LIVE: C Duncan, Liverpool Sound City, 30.05.16:

If Sunday afternoon at Glastonbury is ‘The Legacy Slot’; Sunday afternoon at Sound City is ‘The Hangover Slot’. People are still dozy, seeking out coffee and bacon butties. Hangovers are nursed and the vibe is ‘gentle’.

C Duncan are Scottish indie kids, showing off their new trainers/blenders they bought in Liverpool yesterday. They seem pleasant enough; there is little Alex Turner-style mouthy twaddle to accompany the music. The set itself is a stroll through last year’s bucolic, Mercury nominated Postcard of an album, Architect.

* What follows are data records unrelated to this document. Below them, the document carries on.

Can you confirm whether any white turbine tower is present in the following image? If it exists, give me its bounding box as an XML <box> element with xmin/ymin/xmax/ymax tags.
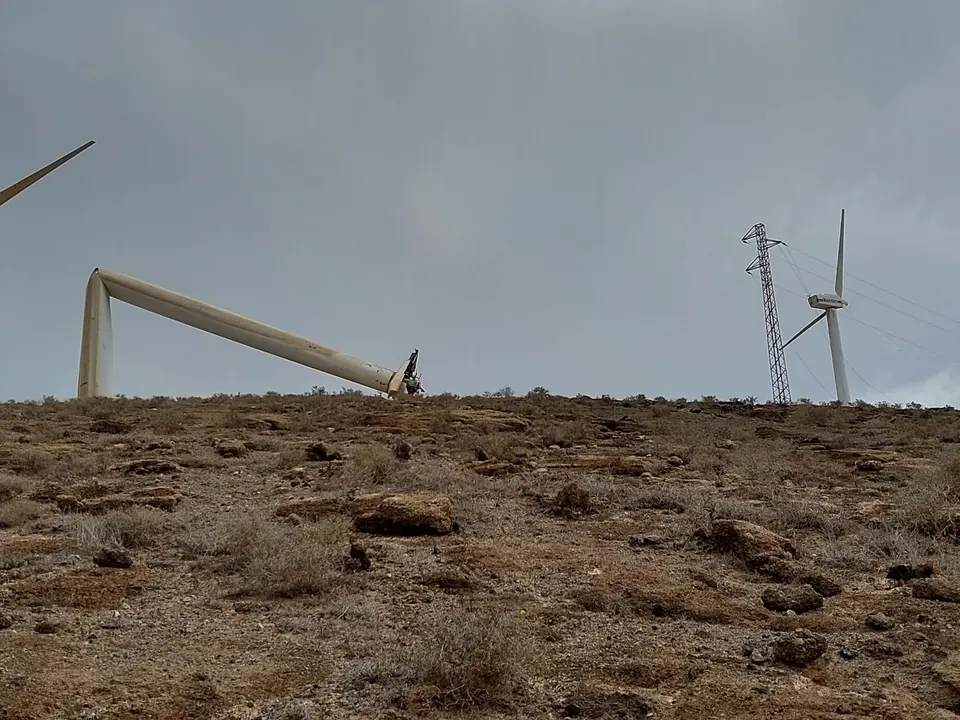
<box><xmin>783</xmin><ymin>210</ymin><xmax>850</xmax><ymax>405</ymax></box>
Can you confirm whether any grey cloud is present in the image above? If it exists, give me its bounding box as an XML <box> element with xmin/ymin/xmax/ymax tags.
<box><xmin>0</xmin><ymin>0</ymin><xmax>960</xmax><ymax>398</ymax></box>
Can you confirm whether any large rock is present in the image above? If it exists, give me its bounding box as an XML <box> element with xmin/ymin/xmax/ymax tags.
<box><xmin>773</xmin><ymin>629</ymin><xmax>827</xmax><ymax>667</ymax></box>
<box><xmin>760</xmin><ymin>585</ymin><xmax>823</xmax><ymax>615</ymax></box>
<box><xmin>710</xmin><ymin>519</ymin><xmax>797</xmax><ymax>568</ymax></box>
<box><xmin>353</xmin><ymin>494</ymin><xmax>457</xmax><ymax>535</ymax></box>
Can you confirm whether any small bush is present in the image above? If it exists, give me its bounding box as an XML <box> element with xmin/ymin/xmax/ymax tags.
<box><xmin>181</xmin><ymin>515</ymin><xmax>348</xmax><ymax>597</ymax></box>
<box><xmin>0</xmin><ymin>475</ymin><xmax>27</xmax><ymax>502</ymax></box>
<box><xmin>476</xmin><ymin>432</ymin><xmax>526</xmax><ymax>461</ymax></box>
<box><xmin>347</xmin><ymin>445</ymin><xmax>400</xmax><ymax>485</ymax></box>
<box><xmin>541</xmin><ymin>420</ymin><xmax>590</xmax><ymax>448</ymax></box>
<box><xmin>553</xmin><ymin>482</ymin><xmax>597</xmax><ymax>518</ymax></box>
<box><xmin>67</xmin><ymin>510</ymin><xmax>162</xmax><ymax>551</ymax></box>
<box><xmin>404</xmin><ymin>611</ymin><xmax>532</xmax><ymax>709</ymax></box>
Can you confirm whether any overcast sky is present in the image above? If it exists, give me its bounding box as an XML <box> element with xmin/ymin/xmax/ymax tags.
<box><xmin>0</xmin><ymin>0</ymin><xmax>960</xmax><ymax>406</ymax></box>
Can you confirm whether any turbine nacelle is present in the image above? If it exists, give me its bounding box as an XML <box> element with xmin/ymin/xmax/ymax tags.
<box><xmin>780</xmin><ymin>210</ymin><xmax>850</xmax><ymax>405</ymax></box>
<box><xmin>807</xmin><ymin>293</ymin><xmax>850</xmax><ymax>310</ymax></box>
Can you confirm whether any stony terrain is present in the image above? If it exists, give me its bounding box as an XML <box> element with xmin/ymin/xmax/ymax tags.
<box><xmin>0</xmin><ymin>393</ymin><xmax>960</xmax><ymax>720</ymax></box>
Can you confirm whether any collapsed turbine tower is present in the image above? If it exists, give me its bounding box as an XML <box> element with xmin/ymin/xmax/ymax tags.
<box><xmin>77</xmin><ymin>268</ymin><xmax>421</xmax><ymax>398</ymax></box>
<box><xmin>783</xmin><ymin>210</ymin><xmax>850</xmax><ymax>405</ymax></box>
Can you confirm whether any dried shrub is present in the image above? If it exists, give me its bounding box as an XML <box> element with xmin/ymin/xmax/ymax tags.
<box><xmin>181</xmin><ymin>514</ymin><xmax>348</xmax><ymax>598</ymax></box>
<box><xmin>474</xmin><ymin>432</ymin><xmax>527</xmax><ymax>461</ymax></box>
<box><xmin>403</xmin><ymin>610</ymin><xmax>533</xmax><ymax>709</ymax></box>
<box><xmin>540</xmin><ymin>420</ymin><xmax>591</xmax><ymax>448</ymax></box>
<box><xmin>553</xmin><ymin>481</ymin><xmax>597</xmax><ymax>518</ymax></box>
<box><xmin>0</xmin><ymin>474</ymin><xmax>27</xmax><ymax>502</ymax></box>
<box><xmin>65</xmin><ymin>509</ymin><xmax>164</xmax><ymax>552</ymax></box>
<box><xmin>347</xmin><ymin>445</ymin><xmax>401</xmax><ymax>485</ymax></box>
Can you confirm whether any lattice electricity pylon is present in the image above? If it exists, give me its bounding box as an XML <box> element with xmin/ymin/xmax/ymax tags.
<box><xmin>743</xmin><ymin>223</ymin><xmax>790</xmax><ymax>404</ymax></box>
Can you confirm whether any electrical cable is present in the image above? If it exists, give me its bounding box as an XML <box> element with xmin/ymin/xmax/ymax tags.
<box><xmin>780</xmin><ymin>243</ymin><xmax>810</xmax><ymax>296</ymax></box>
<box><xmin>792</xmin><ymin>350</ymin><xmax>830</xmax><ymax>395</ymax></box>
<box><xmin>843</xmin><ymin>357</ymin><xmax>895</xmax><ymax>402</ymax></box>
<box><xmin>775</xmin><ymin>274</ymin><xmax>960</xmax><ymax>402</ymax></box>
<box><xmin>781</xmin><ymin>241</ymin><xmax>960</xmax><ymax>325</ymax></box>
<box><xmin>768</xmin><ymin>250</ymin><xmax>960</xmax><ymax>344</ymax></box>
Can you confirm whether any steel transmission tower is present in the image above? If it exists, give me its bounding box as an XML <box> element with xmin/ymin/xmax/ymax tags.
<box><xmin>743</xmin><ymin>223</ymin><xmax>790</xmax><ymax>404</ymax></box>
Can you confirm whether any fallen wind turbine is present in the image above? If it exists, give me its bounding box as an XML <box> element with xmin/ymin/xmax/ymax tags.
<box><xmin>77</xmin><ymin>268</ymin><xmax>421</xmax><ymax>398</ymax></box>
<box><xmin>0</xmin><ymin>140</ymin><xmax>94</xmax><ymax>205</ymax></box>
<box><xmin>783</xmin><ymin>210</ymin><xmax>850</xmax><ymax>405</ymax></box>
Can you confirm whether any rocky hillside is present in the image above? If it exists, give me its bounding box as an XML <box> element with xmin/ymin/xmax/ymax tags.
<box><xmin>0</xmin><ymin>396</ymin><xmax>960</xmax><ymax>720</ymax></box>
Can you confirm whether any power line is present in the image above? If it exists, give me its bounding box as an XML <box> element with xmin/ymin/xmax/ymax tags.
<box><xmin>776</xmin><ymin>256</ymin><xmax>960</xmax><ymax>337</ymax></box>
<box><xmin>781</xmin><ymin>241</ymin><xmax>960</xmax><ymax>325</ymax></box>
<box><xmin>777</xmin><ymin>276</ymin><xmax>960</xmax><ymax>365</ymax></box>
<box><xmin>777</xmin><ymin>273</ymin><xmax>948</xmax><ymax>402</ymax></box>
<box><xmin>793</xmin><ymin>350</ymin><xmax>831</xmax><ymax>395</ymax></box>
<box><xmin>843</xmin><ymin>358</ymin><xmax>894</xmax><ymax>402</ymax></box>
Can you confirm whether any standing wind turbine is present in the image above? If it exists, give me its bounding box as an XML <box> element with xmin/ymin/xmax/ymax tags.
<box><xmin>0</xmin><ymin>140</ymin><xmax>94</xmax><ymax>210</ymax></box>
<box><xmin>783</xmin><ymin>210</ymin><xmax>850</xmax><ymax>405</ymax></box>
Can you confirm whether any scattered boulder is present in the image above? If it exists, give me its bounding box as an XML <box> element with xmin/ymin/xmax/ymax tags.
<box><xmin>90</xmin><ymin>418</ymin><xmax>131</xmax><ymax>435</ymax></box>
<box><xmin>887</xmin><ymin>563</ymin><xmax>933</xmax><ymax>582</ymax></box>
<box><xmin>274</xmin><ymin>495</ymin><xmax>345</xmax><ymax>520</ymax></box>
<box><xmin>772</xmin><ymin>629</ymin><xmax>827</xmax><ymax>667</ymax></box>
<box><xmin>913</xmin><ymin>578</ymin><xmax>960</xmax><ymax>603</ymax></box>
<box><xmin>213</xmin><ymin>439</ymin><xmax>247</xmax><ymax>457</ymax></box>
<box><xmin>393</xmin><ymin>440</ymin><xmax>413</xmax><ymax>460</ymax></box>
<box><xmin>344</xmin><ymin>542</ymin><xmax>370</xmax><ymax>572</ymax></box>
<box><xmin>760</xmin><ymin>585</ymin><xmax>823</xmax><ymax>615</ymax></box>
<box><xmin>304</xmin><ymin>442</ymin><xmax>343</xmax><ymax>462</ymax></box>
<box><xmin>93</xmin><ymin>547</ymin><xmax>133</xmax><ymax>569</ymax></box>
<box><xmin>864</xmin><ymin>613</ymin><xmax>897</xmax><ymax>630</ymax></box>
<box><xmin>755</xmin><ymin>559</ymin><xmax>843</xmax><ymax>597</ymax></box>
<box><xmin>470</xmin><ymin>462</ymin><xmax>523</xmax><ymax>477</ymax></box>
<box><xmin>710</xmin><ymin>519</ymin><xmax>796</xmax><ymax>568</ymax></box>
<box><xmin>933</xmin><ymin>652</ymin><xmax>960</xmax><ymax>693</ymax></box>
<box><xmin>283</xmin><ymin>465</ymin><xmax>307</xmax><ymax>482</ymax></box>
<box><xmin>353</xmin><ymin>493</ymin><xmax>458</xmax><ymax>535</ymax></box>
<box><xmin>627</xmin><ymin>535</ymin><xmax>665</xmax><ymax>547</ymax></box>
<box><xmin>33</xmin><ymin>620</ymin><xmax>60</xmax><ymax>635</ymax></box>
<box><xmin>143</xmin><ymin>440</ymin><xmax>173</xmax><ymax>452</ymax></box>
<box><xmin>244</xmin><ymin>415</ymin><xmax>288</xmax><ymax>430</ymax></box>
<box><xmin>110</xmin><ymin>458</ymin><xmax>183</xmax><ymax>475</ymax></box>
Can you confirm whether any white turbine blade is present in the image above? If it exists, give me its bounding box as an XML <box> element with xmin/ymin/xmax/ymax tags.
<box><xmin>0</xmin><ymin>140</ymin><xmax>94</xmax><ymax>205</ymax></box>
<box><xmin>834</xmin><ymin>210</ymin><xmax>844</xmax><ymax>297</ymax></box>
<box><xmin>780</xmin><ymin>312</ymin><xmax>827</xmax><ymax>348</ymax></box>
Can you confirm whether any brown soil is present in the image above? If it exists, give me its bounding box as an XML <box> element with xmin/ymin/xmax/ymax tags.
<box><xmin>0</xmin><ymin>396</ymin><xmax>960</xmax><ymax>720</ymax></box>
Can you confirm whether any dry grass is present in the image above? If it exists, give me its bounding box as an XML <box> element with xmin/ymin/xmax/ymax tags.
<box><xmin>401</xmin><ymin>610</ymin><xmax>534</xmax><ymax>709</ymax></box>
<box><xmin>0</xmin><ymin>474</ymin><xmax>28</xmax><ymax>502</ymax></box>
<box><xmin>181</xmin><ymin>513</ymin><xmax>348</xmax><ymax>598</ymax></box>
<box><xmin>0</xmin><ymin>393</ymin><xmax>960</xmax><ymax>720</ymax></box>
<box><xmin>63</xmin><ymin>509</ymin><xmax>165</xmax><ymax>552</ymax></box>
<box><xmin>0</xmin><ymin>498</ymin><xmax>44</xmax><ymax>528</ymax></box>
<box><xmin>345</xmin><ymin>445</ymin><xmax>402</xmax><ymax>485</ymax></box>
<box><xmin>7</xmin><ymin>448</ymin><xmax>55</xmax><ymax>477</ymax></box>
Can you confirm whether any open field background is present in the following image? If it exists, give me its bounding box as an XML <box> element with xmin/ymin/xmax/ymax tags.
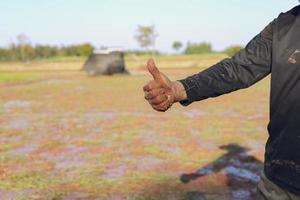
<box><xmin>0</xmin><ymin>54</ymin><xmax>269</xmax><ymax>200</ymax></box>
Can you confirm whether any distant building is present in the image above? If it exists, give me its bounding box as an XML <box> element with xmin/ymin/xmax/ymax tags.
<box><xmin>82</xmin><ymin>48</ymin><xmax>128</xmax><ymax>76</ymax></box>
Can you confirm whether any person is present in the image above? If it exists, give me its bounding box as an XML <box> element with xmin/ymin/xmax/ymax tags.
<box><xmin>143</xmin><ymin>3</ymin><xmax>300</xmax><ymax>200</ymax></box>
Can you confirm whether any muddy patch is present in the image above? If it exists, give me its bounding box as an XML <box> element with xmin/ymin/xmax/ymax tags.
<box><xmin>183</xmin><ymin>109</ymin><xmax>207</xmax><ymax>119</ymax></box>
<box><xmin>13</xmin><ymin>144</ymin><xmax>38</xmax><ymax>155</ymax></box>
<box><xmin>63</xmin><ymin>192</ymin><xmax>90</xmax><ymax>200</ymax></box>
<box><xmin>54</xmin><ymin>157</ymin><xmax>91</xmax><ymax>170</ymax></box>
<box><xmin>224</xmin><ymin>166</ymin><xmax>260</xmax><ymax>183</ymax></box>
<box><xmin>41</xmin><ymin>79</ymin><xmax>71</xmax><ymax>85</ymax></box>
<box><xmin>101</xmin><ymin>165</ymin><xmax>127</xmax><ymax>181</ymax></box>
<box><xmin>3</xmin><ymin>100</ymin><xmax>33</xmax><ymax>112</ymax></box>
<box><xmin>231</xmin><ymin>190</ymin><xmax>251</xmax><ymax>200</ymax></box>
<box><xmin>6</xmin><ymin>118</ymin><xmax>31</xmax><ymax>130</ymax></box>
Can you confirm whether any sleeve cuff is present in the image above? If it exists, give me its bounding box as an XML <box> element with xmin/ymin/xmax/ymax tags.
<box><xmin>178</xmin><ymin>77</ymin><xmax>197</xmax><ymax>106</ymax></box>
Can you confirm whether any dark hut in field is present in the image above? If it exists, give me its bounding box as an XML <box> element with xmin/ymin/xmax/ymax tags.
<box><xmin>82</xmin><ymin>49</ymin><xmax>128</xmax><ymax>76</ymax></box>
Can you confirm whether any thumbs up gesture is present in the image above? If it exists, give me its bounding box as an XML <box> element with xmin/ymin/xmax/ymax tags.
<box><xmin>143</xmin><ymin>59</ymin><xmax>177</xmax><ymax>112</ymax></box>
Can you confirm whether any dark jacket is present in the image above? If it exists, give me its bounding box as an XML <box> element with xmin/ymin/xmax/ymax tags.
<box><xmin>180</xmin><ymin>6</ymin><xmax>300</xmax><ymax>195</ymax></box>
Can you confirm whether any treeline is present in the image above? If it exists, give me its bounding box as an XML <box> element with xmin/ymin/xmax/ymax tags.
<box><xmin>0</xmin><ymin>43</ymin><xmax>94</xmax><ymax>62</ymax></box>
<box><xmin>172</xmin><ymin>41</ymin><xmax>243</xmax><ymax>57</ymax></box>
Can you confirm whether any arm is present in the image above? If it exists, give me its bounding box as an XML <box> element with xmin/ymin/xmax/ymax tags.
<box><xmin>177</xmin><ymin>20</ymin><xmax>276</xmax><ymax>106</ymax></box>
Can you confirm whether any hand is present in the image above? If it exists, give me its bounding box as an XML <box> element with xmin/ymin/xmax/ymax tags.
<box><xmin>143</xmin><ymin>59</ymin><xmax>186</xmax><ymax>112</ymax></box>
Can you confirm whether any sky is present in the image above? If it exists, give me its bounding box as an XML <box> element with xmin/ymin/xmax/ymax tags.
<box><xmin>0</xmin><ymin>0</ymin><xmax>299</xmax><ymax>52</ymax></box>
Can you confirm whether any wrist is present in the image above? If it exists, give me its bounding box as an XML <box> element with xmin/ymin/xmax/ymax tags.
<box><xmin>172</xmin><ymin>81</ymin><xmax>187</xmax><ymax>103</ymax></box>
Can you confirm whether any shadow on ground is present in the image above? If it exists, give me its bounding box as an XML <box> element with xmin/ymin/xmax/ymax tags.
<box><xmin>137</xmin><ymin>144</ymin><xmax>263</xmax><ymax>200</ymax></box>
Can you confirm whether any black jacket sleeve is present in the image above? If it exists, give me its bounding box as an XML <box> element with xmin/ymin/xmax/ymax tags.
<box><xmin>179</xmin><ymin>19</ymin><xmax>277</xmax><ymax>106</ymax></box>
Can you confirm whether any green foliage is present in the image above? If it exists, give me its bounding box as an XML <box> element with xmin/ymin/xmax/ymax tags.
<box><xmin>0</xmin><ymin>43</ymin><xmax>94</xmax><ymax>62</ymax></box>
<box><xmin>184</xmin><ymin>42</ymin><xmax>213</xmax><ymax>55</ymax></box>
<box><xmin>172</xmin><ymin>41</ymin><xmax>183</xmax><ymax>51</ymax></box>
<box><xmin>134</xmin><ymin>25</ymin><xmax>158</xmax><ymax>49</ymax></box>
<box><xmin>224</xmin><ymin>45</ymin><xmax>243</xmax><ymax>57</ymax></box>
<box><xmin>125</xmin><ymin>50</ymin><xmax>161</xmax><ymax>56</ymax></box>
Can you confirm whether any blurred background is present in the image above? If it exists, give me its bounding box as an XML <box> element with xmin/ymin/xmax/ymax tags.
<box><xmin>0</xmin><ymin>0</ymin><xmax>299</xmax><ymax>200</ymax></box>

It’s suitable enough for the slot, with harmonies and acoustic strumming. The problem itself is there is a paucity of genuinely great songs. One just sort of blends into another: like a kind of aural blancmange. It seems genuinely out of place in today’s ears, the kind of ‘lost in the woods’ ballads that Fleet Foxes/Bon Iver were doing in 2008. They are also hidebound by death-metal style shouting from across the bay. This is a common problem at Sound City. The second song is lost completely by pops and crackles from faulty guitar jacks. If you’re gonna play a big stage, bring your game.

Only ‘Garden’ strikes me as something genuinely beautiful and original and this is the last song. They leave the stage politely, having offered half an hour of aural balm that just wasn’t good enough. A hungover audience, standing on a wasteland deserved more.